A Tale of Many Cities
Eight months after those two Juneteenth protests, the words “No Justice! No Peace!” still ring true. How Chicago’s various communities will respond to that truth is yet to be seen, but it appears it should lie in debate. Specifically, the debate in public fora between civic leaders, CPD and CPS leaders, and the Mayor’s Office. These parties must discuss the best budgetary changes for the CPD and CPS and what public safety personnel should and should not handle. Only a debate among the civic leaders, the CPD and CPS, and the Mayor’s Office can pave the way to a measured response.
Today, with divided information bubbles and group interests pervading the United States, Chicago and its communities could benefit from comparing the thoughts and opinions of its leaders in one, publicized format. A joint council, which could debate new problems and solutions facing budget issues, racial injustice, and police conduct on television and social media could bring forward new answers. Afterwards, new policies and reforms that reflect the concerns of the community, CPS and CPD, and the Mayor’s Office, can be negotiated.
This may be an unpopular solution for a nation brimming with divisiveness from Bremerton to Baltimore. But much like the city’s geographic position in the United States, Chicago should lie in the middle on these issues. Therefore, the city must institute police and budget reforms that ease the social climate within the city. But also acknowledge the community members who are first responders, who often support the ideology behind these changes, but who also have other issues to address. As Dylan M. points out, there has been a lot of negative focus on Chicago’s first responders since last May, but this attention could be used to bring the city’s first responders closer to solutions that benefit everyone in the community.

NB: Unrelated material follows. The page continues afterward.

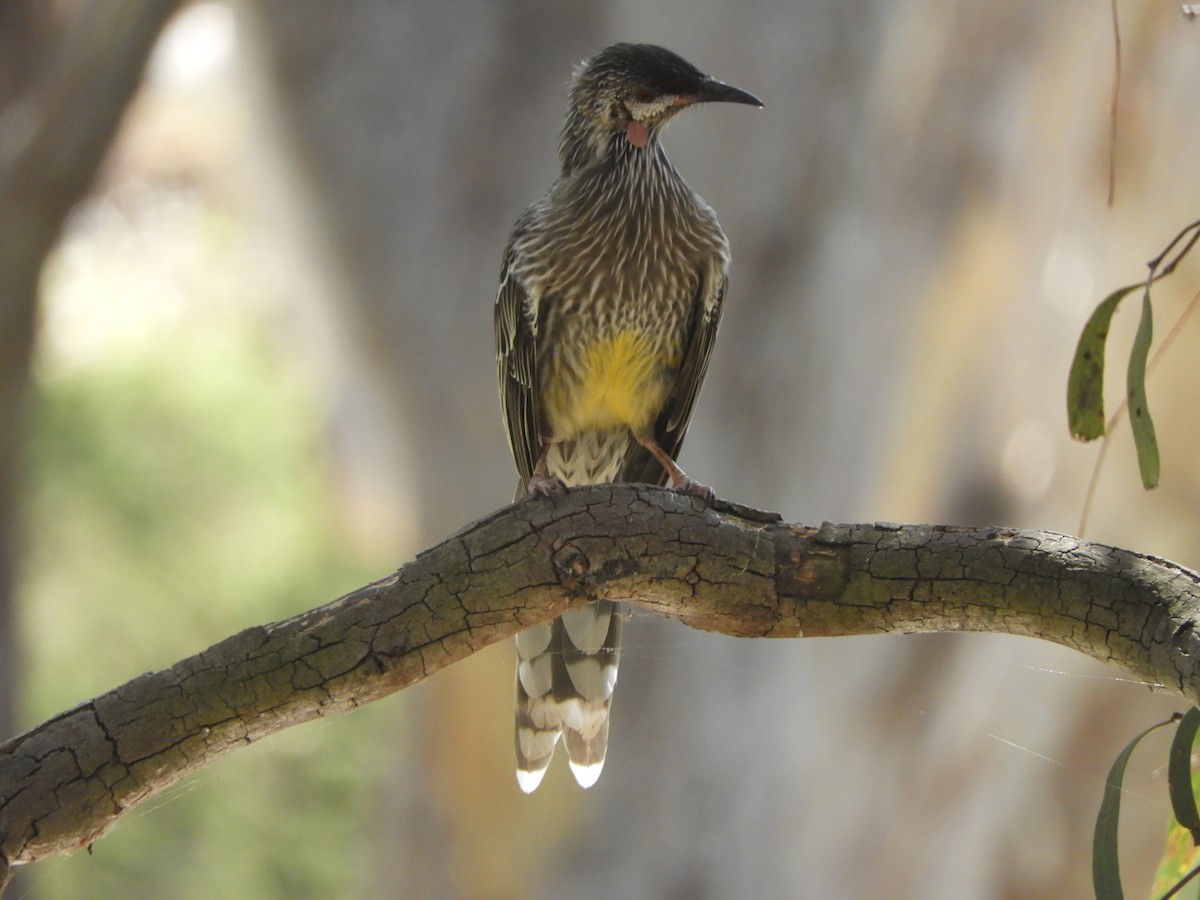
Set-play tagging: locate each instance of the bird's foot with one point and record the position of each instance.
(545, 485)
(685, 485)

After all, Chicago is a large and diverse community. Connected by ideals but divided in how to actualize them. To become a unified city, a public discourse must be held among the city’s leaders to create innovative policies and reforms, and those reforms must then be evaluated by the whole of Chicago. Only then will the city truly become united in its pursuit of justice and achieving a better, more peaceful future for all its residents.
Disclaimer: The interviews with United Working Families member Erin Hernandez and Public Safety Officer Dylan M. were conducted following the 2020 Juneteenth protests.